The project was focused on several key outcomes:

  1. Enable quicker and more predictable deployment times

  2. Improve reliability and uptime

  3. Introduce automated rollback mechanisms in case of failures

  4. Strengthen redundancy across environments to reduce the impact of incidents

Challenges

The Ruby on Rails SaaS application was hosted on a set of legacy virtual machines with limited automation. Deployments were executed manually and often required coordinated downtime. Each release came with the risk of service interruptions, frustrating engineers and end users alike.

The lack of redundancy and automatic recovery mechanisms meant that even minor failures could result in significant outages.
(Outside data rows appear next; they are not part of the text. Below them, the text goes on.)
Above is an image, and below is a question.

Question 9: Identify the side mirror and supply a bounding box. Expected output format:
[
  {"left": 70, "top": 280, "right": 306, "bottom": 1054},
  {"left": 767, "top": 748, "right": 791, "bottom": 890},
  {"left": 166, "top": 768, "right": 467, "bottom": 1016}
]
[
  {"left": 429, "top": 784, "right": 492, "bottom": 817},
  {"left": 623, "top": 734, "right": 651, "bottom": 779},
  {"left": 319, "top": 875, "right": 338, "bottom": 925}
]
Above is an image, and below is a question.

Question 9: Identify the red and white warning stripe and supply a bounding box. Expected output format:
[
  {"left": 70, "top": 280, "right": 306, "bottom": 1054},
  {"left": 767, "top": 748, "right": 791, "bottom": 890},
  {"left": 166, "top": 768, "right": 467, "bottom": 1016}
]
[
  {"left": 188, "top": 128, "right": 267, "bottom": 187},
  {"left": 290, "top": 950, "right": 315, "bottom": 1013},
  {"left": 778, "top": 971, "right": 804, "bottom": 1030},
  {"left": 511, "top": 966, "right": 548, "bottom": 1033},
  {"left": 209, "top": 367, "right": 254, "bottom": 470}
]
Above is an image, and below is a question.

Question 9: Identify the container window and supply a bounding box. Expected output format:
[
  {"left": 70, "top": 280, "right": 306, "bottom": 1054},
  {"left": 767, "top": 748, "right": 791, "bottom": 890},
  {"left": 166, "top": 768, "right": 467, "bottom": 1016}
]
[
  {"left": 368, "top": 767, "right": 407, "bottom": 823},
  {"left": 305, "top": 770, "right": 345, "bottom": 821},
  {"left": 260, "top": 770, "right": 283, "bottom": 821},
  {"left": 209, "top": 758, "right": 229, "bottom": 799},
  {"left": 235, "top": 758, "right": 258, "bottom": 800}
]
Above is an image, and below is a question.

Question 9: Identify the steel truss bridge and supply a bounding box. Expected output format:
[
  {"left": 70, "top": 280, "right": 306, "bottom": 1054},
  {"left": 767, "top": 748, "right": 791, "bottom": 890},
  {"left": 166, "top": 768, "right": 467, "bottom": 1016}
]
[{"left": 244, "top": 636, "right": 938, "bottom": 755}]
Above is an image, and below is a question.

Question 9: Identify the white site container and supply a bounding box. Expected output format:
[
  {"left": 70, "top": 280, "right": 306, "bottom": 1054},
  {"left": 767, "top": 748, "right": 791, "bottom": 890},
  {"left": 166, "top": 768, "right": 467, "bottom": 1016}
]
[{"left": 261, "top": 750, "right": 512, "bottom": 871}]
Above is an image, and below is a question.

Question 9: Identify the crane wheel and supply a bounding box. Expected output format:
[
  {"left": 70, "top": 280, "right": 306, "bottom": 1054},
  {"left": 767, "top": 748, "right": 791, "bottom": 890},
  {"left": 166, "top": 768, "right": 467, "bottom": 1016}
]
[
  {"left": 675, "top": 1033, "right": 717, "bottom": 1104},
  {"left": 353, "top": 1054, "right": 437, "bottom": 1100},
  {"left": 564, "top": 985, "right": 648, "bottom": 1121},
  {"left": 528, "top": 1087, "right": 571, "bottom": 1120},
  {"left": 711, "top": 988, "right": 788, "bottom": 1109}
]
Additionally, the infrastructure setup made scaling unpredictable and time-consuming, preventing the business from responding quickly to spikes in demand.

Our Approach

We designed a migration strategy that would bring the client's application into a modern, container-based environment on AWS Fargate.

The first step was to containerize the Ruby on Rails application and its dependencies. This ensured consistent builds and simplified deployments across environments. We then introduced Infrastructure as Code to standardize provisioning and configuration, ensuring that the entire environment could be reproduced reliably.
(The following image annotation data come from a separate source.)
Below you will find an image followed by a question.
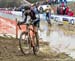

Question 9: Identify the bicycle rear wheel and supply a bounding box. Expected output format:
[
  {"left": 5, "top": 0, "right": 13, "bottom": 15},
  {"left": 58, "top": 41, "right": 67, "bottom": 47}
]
[
  {"left": 33, "top": 33, "right": 39, "bottom": 55},
  {"left": 19, "top": 32, "right": 30, "bottom": 55}
]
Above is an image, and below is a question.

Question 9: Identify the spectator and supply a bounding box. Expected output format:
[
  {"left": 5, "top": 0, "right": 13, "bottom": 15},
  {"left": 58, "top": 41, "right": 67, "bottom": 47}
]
[{"left": 68, "top": 11, "right": 74, "bottom": 16}]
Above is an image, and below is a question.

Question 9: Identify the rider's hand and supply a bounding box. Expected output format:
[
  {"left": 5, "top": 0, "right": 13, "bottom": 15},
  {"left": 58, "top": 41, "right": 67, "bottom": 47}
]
[{"left": 17, "top": 21, "right": 20, "bottom": 25}]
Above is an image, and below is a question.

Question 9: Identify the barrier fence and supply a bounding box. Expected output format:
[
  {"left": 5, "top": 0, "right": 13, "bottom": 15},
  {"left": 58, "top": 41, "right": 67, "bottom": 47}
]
[{"left": 0, "top": 17, "right": 25, "bottom": 38}]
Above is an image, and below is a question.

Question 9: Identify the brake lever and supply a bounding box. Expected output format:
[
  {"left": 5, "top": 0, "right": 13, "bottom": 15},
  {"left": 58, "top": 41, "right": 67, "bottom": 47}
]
[{"left": 18, "top": 25, "right": 21, "bottom": 30}]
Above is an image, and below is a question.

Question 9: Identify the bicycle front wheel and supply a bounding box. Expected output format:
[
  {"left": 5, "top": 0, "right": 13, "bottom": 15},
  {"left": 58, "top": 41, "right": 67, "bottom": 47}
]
[{"left": 19, "top": 32, "right": 30, "bottom": 55}]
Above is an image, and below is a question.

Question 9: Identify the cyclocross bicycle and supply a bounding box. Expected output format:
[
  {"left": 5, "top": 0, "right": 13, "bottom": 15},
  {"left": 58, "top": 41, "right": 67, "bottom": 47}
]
[{"left": 19, "top": 24, "right": 39, "bottom": 55}]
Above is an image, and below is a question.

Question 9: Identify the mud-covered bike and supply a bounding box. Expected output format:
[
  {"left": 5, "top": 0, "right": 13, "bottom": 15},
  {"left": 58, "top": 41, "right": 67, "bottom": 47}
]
[{"left": 18, "top": 24, "right": 39, "bottom": 55}]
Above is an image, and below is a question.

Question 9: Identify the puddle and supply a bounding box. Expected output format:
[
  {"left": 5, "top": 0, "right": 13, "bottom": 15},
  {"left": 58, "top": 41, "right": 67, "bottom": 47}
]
[{"left": 40, "top": 22, "right": 75, "bottom": 58}]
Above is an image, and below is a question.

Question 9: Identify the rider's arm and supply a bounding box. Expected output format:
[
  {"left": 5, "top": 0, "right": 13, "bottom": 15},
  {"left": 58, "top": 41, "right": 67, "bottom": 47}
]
[{"left": 18, "top": 14, "right": 27, "bottom": 25}]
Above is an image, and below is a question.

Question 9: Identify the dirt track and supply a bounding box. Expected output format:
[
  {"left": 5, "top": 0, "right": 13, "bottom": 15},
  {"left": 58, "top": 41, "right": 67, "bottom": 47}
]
[{"left": 0, "top": 28, "right": 74, "bottom": 61}]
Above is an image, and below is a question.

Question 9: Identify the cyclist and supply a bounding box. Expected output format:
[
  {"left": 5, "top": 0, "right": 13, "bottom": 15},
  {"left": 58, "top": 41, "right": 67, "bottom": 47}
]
[
  {"left": 45, "top": 6, "right": 52, "bottom": 26},
  {"left": 18, "top": 6, "right": 40, "bottom": 46}
]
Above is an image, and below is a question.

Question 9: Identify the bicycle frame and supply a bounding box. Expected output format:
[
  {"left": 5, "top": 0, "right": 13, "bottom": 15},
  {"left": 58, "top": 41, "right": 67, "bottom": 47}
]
[{"left": 19, "top": 24, "right": 36, "bottom": 46}]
To minimize risk during the migration, we adopted a phased rollout approach. Initial services were moved to Fargate in parallel with the legacy environment, allowing us to validate stability before directing production traffic. Automated health checks and monitoring provided early detection of issues, while blue-green and canary deployment strategies ensured zero disruption to end users.

A robust CI/CD pipeline was implemented to automate builds, tests, and deployments. With rollback mechanisms in place, any failure could be automatically reverted within minutes, restoring the application to its last known stable state. Finally, redundancy was enhanced by leveraging AWS services that ensured the application could withstand failures without customer impact.

Outcomes

The migration delivered significant improvements:

Deployment times were reduced from hours to minutes, allowing the client to release features and fixes more quickly. Reliability improved dramatically, with uptime consistently above 99.9%. The ability to automatically rollback during deployment failures removed the fear of downtime, empowering the team to deploy with confidence. Redundancy built into the AWS Fargate environment ensured that services remained available even in the face of unexpected issues.

For the client's engineering teams, the transformation meant less time spent firefighting and more time focusing on building value for customers. For end users, it translated into a smoother, more reliable experience of the SaaS application.

Conclusion

By migrating their Ruby on Rails SaaS application to AWS Fargate, the client modernized their infrastructure without disrupting business operations. We helped them achieve faster deployments, improved reliability, automated recovery, and a more resilient platform delivering a robust foundation for growth in a competitive SaaS market.